For four years, the Denver Broncos had one of the best to ever play the game’s most important position leading them in his prime—not too bad of a deal.
The record-setting 55 passing touchdowns and 5,477 passing yards were undeniably impressive, to say the least, but what he brought off the field as a leader was equally as, if not more, valuable than the MVP-caliber play on it.
To further this, the future first-ballot Hall of Famer’s impact as a leader is still being talked about inside the Broncos headquarters. Unprompted.
“Any time you come off a championship run like we made—we had four great years with Peyton Manning. When Peyton’s around, he’s the leader. He runs the show in the entire building it seems like,” Derek Wolfe said on Tuesday, as the team began their second week of the offseason training program.
“Once you lose a guy like that, there’s a space that needs to be filled. A head coach usually fills that job. That’s not an easy thing to ask of anybody.”
That’s certainly proven to be the case.
In the three years since Manning hung em’ up after Super Bowl 50, Denver’s blown through quarterbacks—Mark Sanchez, Paxton Lynch, Trevor Siemian, Brock Osweiler and Case Keenum, to name a few—and shuffled through two head coaches in Gary Kubiak and Vance Joseph who have all tried to fill the leadership void left by No. 18.
After the back-to-back 5-11 and 6-10 seasons, the void remained. That was until Vic Fangio entered the building in January.
“I think Vic’s the perfect—I’ve said this before, that’s the kind of guy this team needs,” Wolfe said passionately, the only way he knows how to communicate.
“A guy like Vic, he comes in, he’s a no-nonsense, old school type of guy that still likes to have fun. He’s a kind of guy—you just respect him. He’s got the resume to respect. He just demands that respect right away when he walks in the room.”
One of the aspects that makes Wolfe a leader himself, on the defensive side of the ball, is his brutal honesty. The 6-foot-5, 285-pound man resembling more bear than wolf, doesn’t mind who or what he rubs the wrong way, as long as it’s the truth.
After 11 combined wins the past two seasons, there wasn’t much to be positive about regarding the most recent years. Wolfe admitted Fangio’s “no-nonsense, old school” mentality was what the team needed because the accountability had slipped, even among the veterans of the team.
“A 16 week season is not just 16 weeks, it starts in April. It becomes a grind. A lot of people have been talking about how everyone is five minutes early to meetings,” Wolfe said, pointing to the culture change his fellow teammates have pumped up recently. “That happens every year whenever you show up. Everybody shows up five minutes early the first couple of weeks.
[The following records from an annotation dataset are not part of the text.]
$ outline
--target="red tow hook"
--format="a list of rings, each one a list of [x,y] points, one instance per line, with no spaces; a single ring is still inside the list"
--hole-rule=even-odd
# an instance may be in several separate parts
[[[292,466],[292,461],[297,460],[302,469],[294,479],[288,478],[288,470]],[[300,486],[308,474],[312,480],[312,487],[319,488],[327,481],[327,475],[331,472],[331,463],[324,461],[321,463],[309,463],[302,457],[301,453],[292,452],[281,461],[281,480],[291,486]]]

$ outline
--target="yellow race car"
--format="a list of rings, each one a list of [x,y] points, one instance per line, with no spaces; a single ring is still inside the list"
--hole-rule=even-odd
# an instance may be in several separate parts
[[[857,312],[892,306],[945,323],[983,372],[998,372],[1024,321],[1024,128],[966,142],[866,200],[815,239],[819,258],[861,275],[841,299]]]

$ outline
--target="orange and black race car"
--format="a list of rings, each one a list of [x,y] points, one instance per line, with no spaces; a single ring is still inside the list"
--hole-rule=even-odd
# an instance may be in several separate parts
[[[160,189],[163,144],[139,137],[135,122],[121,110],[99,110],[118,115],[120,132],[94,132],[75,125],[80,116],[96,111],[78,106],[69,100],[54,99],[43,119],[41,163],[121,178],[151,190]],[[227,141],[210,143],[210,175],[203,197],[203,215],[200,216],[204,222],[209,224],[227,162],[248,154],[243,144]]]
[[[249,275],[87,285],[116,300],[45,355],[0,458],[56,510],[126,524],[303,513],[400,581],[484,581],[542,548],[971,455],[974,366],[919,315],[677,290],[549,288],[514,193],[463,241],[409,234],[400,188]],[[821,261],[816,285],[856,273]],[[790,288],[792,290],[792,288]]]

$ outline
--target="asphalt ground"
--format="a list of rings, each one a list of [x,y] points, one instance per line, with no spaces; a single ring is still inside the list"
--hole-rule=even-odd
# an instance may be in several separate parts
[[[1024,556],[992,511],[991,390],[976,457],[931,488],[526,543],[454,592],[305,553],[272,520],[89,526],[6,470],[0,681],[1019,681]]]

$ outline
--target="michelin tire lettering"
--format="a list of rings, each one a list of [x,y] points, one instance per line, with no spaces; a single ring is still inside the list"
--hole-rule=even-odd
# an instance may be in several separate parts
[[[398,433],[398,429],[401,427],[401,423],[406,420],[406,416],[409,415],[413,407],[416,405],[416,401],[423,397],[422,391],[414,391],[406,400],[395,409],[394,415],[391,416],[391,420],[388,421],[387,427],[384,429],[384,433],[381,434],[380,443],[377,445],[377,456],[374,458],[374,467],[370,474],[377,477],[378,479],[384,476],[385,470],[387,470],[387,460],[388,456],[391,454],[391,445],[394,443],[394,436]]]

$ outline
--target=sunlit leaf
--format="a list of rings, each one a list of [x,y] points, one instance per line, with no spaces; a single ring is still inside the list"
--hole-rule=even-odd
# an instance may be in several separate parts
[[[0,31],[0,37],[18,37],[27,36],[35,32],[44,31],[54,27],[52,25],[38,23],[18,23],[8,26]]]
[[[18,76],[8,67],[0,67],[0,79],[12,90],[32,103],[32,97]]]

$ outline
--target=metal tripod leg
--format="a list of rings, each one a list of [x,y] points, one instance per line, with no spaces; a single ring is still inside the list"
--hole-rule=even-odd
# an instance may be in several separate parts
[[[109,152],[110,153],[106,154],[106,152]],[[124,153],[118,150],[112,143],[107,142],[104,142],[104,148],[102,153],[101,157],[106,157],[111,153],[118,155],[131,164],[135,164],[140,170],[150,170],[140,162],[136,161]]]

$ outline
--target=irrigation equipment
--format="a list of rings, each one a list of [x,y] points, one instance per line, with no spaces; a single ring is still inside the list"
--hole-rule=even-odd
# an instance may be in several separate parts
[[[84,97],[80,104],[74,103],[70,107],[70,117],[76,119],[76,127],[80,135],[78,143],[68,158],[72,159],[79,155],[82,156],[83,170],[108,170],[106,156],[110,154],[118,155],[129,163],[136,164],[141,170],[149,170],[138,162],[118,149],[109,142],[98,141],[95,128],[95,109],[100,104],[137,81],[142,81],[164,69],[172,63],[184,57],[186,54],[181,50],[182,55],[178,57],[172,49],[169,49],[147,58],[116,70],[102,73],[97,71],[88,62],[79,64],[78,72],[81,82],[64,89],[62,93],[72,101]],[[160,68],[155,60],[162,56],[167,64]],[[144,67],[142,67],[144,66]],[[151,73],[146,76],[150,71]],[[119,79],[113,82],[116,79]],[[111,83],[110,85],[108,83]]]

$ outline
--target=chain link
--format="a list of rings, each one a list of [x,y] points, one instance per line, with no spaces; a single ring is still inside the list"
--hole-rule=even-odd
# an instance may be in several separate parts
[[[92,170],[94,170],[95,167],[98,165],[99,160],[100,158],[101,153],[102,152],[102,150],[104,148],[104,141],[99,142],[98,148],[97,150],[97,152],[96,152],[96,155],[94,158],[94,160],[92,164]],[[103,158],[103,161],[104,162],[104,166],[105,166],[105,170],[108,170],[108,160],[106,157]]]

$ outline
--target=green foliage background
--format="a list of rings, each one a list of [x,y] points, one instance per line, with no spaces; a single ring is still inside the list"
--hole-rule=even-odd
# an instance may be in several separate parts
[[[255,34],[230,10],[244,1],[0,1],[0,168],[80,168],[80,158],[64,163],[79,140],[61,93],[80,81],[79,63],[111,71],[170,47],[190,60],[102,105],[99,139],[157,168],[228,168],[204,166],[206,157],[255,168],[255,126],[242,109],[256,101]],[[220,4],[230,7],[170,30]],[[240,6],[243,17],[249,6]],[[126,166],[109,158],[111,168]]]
What happens in Week 16 when everybody is beat to hell, and nobody feels like being around this building, and we’re all sick and tired of each other? Are you still showing up five minutes early? That’s when it counts.”
There’s been a tremendous amount of hoopla, excitement, and positivity surrounding Fangio’s hire and yet his ability to constantly make defenses elite has taken a significant backseat to all of this optimism. That shows just how massive Manning’s leadership void has been over the last three years.
And, according to Wolfe, it hasn’t been close to being replaced. Additionally, according to Wolfe, he’s the man to end the drought.
“As long as [Joe Flacco] can control his side of the ball, we can handle the defensive side, and then you have a coach like Vic who just brings it all together, that’s what you need.”
Entering the final year of his four-year, $36.7 million contract, Wolfe wants to be around to see Vic’s tenure play out, too.
“I want to be a Bronco for life,” Wolfe emphasized multiple times on Tuesday. “That’s why I signed the deal I did last time. The Broncos have been good to me. If I play good, then they’ll be good to me again, and I can finish my career here.”